Un an après son ouverture, le musée de l'Aéropostale de Toulouse enrichit sa collection

L'Envol des Pionniers, le musée toulousain consacré à l'aventure de l'aéropostale, fête dimanche son premier anniversaire et inaugure au passage de nouvelles attractions.

Le musée \"L\'envol des pionniers\" a ouvert ses portes en décembre 2018 sur le site de Montaudran, à Toulouse.
Le musée "L'envol des pionniers" a ouvert ses portes en décembre 2018 sur le site de Montaudran, à Toulouse. (XAVIER DE FENOYL / MAXPPP)

Un an après son ouverture, le musée L'Envol des pionniers, à Toulouse, a déjà accueilli 40 000 visiteurs. Situé sur le site de Montaudran, il retrace l'histoire de l'Aéropostale et de ses pilotes aux noms mythiques comme Jean Mermoz ou Antoine de Saint-Exupéry. A partir de la fin des années 1920, les avions de l'aéropostale s'envolaient de Toulouse pour livrer le courrier en Amérique du sud ou en Afrique.

Pour fêter son premier anniversaire, L'Envol des pionniers dévoile deux nouvelles attractions. La première, c'est un wagon rouge vif du tri postal des années 1930, à l'intérieur duquel on retrouve les casiers de tri et l'ambiance sonore du train. "Les ambulants ont été créés pour avancer le tri du courrier pendant le trajet. On passait une partie de la journée en bout de ligne et ensuite on remontait sur Paris, et on travaillait deux nuits sur quatre", se souvient Michel Padilla, qui a été facteur ambulant à bord de ce train sur la ligne Paris-Toulouse Cerbère.

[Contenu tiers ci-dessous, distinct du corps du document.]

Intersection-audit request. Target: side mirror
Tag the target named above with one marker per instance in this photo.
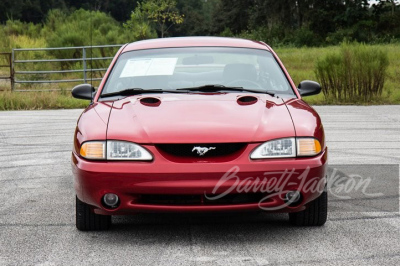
(308, 87)
(83, 91)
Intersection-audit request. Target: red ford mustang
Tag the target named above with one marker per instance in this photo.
(198, 124)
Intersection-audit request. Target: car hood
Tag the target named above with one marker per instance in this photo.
(199, 118)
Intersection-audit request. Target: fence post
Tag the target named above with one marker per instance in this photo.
(12, 72)
(84, 64)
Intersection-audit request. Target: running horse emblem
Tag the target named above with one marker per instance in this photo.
(202, 150)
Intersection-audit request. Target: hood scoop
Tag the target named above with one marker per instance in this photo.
(247, 100)
(150, 101)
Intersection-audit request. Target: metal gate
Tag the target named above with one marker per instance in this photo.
(28, 66)
(5, 63)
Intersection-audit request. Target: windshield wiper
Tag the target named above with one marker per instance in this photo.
(218, 87)
(135, 91)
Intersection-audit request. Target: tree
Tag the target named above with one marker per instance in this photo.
(163, 13)
(139, 26)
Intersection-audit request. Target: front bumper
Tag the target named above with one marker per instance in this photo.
(134, 181)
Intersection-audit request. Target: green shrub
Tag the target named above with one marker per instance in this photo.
(356, 73)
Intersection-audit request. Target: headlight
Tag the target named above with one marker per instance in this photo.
(275, 149)
(122, 150)
(114, 150)
(288, 147)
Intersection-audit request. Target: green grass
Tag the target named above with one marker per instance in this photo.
(300, 63)
(38, 101)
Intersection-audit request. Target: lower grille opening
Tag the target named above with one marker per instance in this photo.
(198, 200)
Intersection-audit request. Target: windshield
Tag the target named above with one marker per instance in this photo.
(190, 67)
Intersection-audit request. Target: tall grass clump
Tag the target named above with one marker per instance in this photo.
(356, 73)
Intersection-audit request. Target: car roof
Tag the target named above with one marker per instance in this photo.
(194, 42)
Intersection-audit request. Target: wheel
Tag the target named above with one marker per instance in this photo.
(87, 220)
(315, 214)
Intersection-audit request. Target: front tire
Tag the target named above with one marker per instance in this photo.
(315, 214)
(87, 220)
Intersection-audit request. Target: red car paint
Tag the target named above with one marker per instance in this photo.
(191, 118)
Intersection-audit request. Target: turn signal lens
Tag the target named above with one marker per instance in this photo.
(275, 149)
(93, 150)
(308, 147)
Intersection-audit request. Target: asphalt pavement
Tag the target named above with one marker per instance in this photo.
(37, 209)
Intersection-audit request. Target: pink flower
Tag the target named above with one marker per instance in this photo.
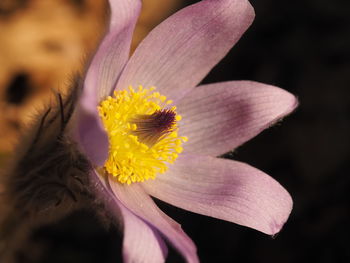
(216, 118)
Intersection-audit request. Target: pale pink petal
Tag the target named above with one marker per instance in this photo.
(180, 52)
(92, 137)
(135, 199)
(219, 117)
(224, 189)
(112, 53)
(141, 243)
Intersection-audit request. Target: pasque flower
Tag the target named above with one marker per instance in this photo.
(150, 130)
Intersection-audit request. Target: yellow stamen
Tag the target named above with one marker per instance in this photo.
(142, 134)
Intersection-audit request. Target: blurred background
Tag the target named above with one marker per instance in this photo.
(302, 46)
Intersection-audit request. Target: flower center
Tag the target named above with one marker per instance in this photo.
(142, 134)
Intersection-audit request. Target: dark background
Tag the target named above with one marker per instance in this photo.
(304, 47)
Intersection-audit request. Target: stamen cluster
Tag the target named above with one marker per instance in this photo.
(143, 134)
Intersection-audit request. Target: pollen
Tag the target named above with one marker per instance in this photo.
(143, 134)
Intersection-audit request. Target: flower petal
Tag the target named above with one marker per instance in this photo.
(92, 137)
(141, 242)
(112, 53)
(219, 117)
(141, 204)
(224, 189)
(180, 52)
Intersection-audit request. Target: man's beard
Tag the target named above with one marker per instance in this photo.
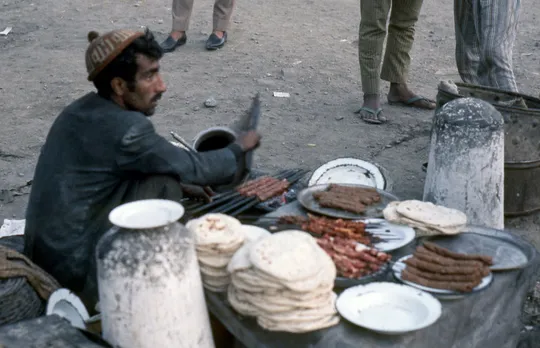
(149, 112)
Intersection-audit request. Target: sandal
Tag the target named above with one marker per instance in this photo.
(369, 115)
(413, 102)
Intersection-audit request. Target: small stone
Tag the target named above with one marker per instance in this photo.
(288, 73)
(210, 102)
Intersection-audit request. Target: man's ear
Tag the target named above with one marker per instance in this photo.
(118, 86)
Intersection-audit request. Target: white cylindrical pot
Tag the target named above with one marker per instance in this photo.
(150, 289)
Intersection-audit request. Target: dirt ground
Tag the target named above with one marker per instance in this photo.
(307, 48)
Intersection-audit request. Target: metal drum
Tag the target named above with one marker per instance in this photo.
(522, 144)
(216, 138)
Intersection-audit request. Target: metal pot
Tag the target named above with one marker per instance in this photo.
(522, 149)
(216, 138)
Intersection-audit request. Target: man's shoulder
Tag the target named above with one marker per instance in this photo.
(91, 108)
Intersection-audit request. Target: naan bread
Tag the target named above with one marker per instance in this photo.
(240, 260)
(253, 233)
(287, 255)
(213, 271)
(216, 231)
(325, 277)
(432, 215)
(298, 327)
(241, 306)
(216, 281)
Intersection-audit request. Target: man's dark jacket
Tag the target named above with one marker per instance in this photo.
(92, 154)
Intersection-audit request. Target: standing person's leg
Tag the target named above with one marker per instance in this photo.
(181, 13)
(374, 14)
(466, 24)
(223, 10)
(397, 59)
(498, 27)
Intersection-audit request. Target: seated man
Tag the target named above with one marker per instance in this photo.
(103, 151)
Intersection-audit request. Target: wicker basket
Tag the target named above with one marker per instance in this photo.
(18, 300)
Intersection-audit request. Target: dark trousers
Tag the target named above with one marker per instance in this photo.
(152, 187)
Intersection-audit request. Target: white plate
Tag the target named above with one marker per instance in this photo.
(148, 213)
(348, 171)
(400, 266)
(67, 305)
(405, 234)
(388, 308)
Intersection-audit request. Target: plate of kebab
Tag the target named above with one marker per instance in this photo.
(440, 271)
(249, 194)
(376, 233)
(357, 251)
(345, 201)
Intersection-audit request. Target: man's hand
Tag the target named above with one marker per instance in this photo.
(249, 140)
(198, 192)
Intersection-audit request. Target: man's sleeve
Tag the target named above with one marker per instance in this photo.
(142, 150)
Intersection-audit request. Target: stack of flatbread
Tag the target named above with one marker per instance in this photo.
(427, 218)
(285, 280)
(217, 238)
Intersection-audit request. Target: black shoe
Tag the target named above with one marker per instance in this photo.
(214, 42)
(171, 44)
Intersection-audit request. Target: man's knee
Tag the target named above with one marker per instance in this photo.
(159, 187)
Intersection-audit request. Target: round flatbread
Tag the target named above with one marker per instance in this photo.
(324, 278)
(390, 212)
(214, 288)
(288, 255)
(240, 260)
(214, 230)
(216, 281)
(253, 233)
(240, 306)
(431, 214)
(213, 271)
(298, 327)
(253, 278)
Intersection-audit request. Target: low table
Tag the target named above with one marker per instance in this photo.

Dans la peau d'un pilote de Breguet XIV

L'estafette Latécoère, qui attendait en gare Matabiau, apportait ensuite le courrier trié en bord de piste au Breguet 14, qui décollait vers Barcelone, puis l'Amérique du Sud. Un simulateur de vol imitant cet avion mythique qui servait aux vols aéropostaux vient d'être installé au sein de L'Envol des pionniers. Le visiteur peut s'essayer au pilotage et se faire un aperçu des difficultés que pouvaient rencontrer les pilotes de l'Aéropostale. Il fallait naviguer à vue et faire face aux trous d'air, aux montagnes et à la nébulosité, rappelle Eugène Bellet, de l'association Breguet XIV : "Quand on est noyé dans un nuage, s'il y a une montagne en face, on ne la voit pas (...) Deux fois, en Espagne, des pilotes ont été éjectés. Une autre fois, c'est un passager qui a été éjecté", raconte-t-il.

Piloter ce Breguet XIV à bord du simulateur apporte des émotions garanties, avec le paysage qui défile, les trous d'air, le vent. Fabrice Cruz, chef d’escale à L’envol des pionniers rappelle l'histoire de cet avion de reconnaissance, parfois bombardier, et "qui n'était pas du tout destiné à faire du transport" à la base. "On l'a récupéré des surplus militaires, donné gracieusement, et il s'avère qu'à l'usage ce Breguet était tellement fiable que Monsieur Latécoère va même en fabriquer ici et qu'ils vont encore être en activité quand Air France va naître en 1933", raconte-t-il.

A l'occasion de son 1er anniversaire, L'Envol des pionniers sera ouvert et en accès libre dimanche 22 décembre. Et s'il vous reste un peu de temps, vous pouvez aussi visiter l'exposition sur l'histoire de l'aviation et de l'Aéropostale dans la Ville rose. Elle s'attarde évidemment sur les pionniers, Mermoz, Saint-Exupéry, Guillaumet, Didier Daurat ou Latécoère.